Criminal Minds (CRIM7030)
Course level
Postgraduate Coursework
Units
2
Duration
One Semester
Class hours
Incompatible
CRIM2030
Prerequisite
CRIM7000
Assessment methods
True Crime Case Study; Mid-semester exam; Research Paper; Final Exam
Course enquiries
Study Abroad
This course is pre-approved for Study Abroad and Exchange students.
This course is not currently offered, please contact the school or faculty of your program.
Course description
This course provides an in-depth examination of four contemporary and highly influential explanations for how and why people commit crime. These four theories - self-control, social control, social learning and sub-cultural deviance, and general strain theory - are distinguished by their combined emphases on the processes that lead individuals to commit crime and on the mindsets that enable them to do it.
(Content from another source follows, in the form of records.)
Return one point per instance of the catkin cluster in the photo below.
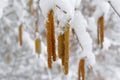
(20, 34)
(63, 48)
(81, 70)
(101, 31)
(51, 48)
(38, 46)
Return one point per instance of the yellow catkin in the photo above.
(101, 31)
(66, 51)
(31, 9)
(60, 45)
(8, 58)
(20, 35)
(53, 35)
(38, 46)
(49, 39)
(81, 70)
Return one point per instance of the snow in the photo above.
(79, 24)
(26, 64)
In this course, we will build on material covered in CRIM1000 to learn more about the individual causes of crime that have dominated criminological research and theorizing over the last 20 years. We will also learn more about how these theories are changing in response to recent discoveries and cutting-edge research on the biological bases of criminal behaviour. Finally, we will aim to integrate insights from two decades of criminological research together with recent (and some long-standing) discoveries in neuroscience, developmental psychology, and genetics to build a more complete understanding of "criminal minds" - the attitudes, perceptions, and orientations that lead people to commit crime.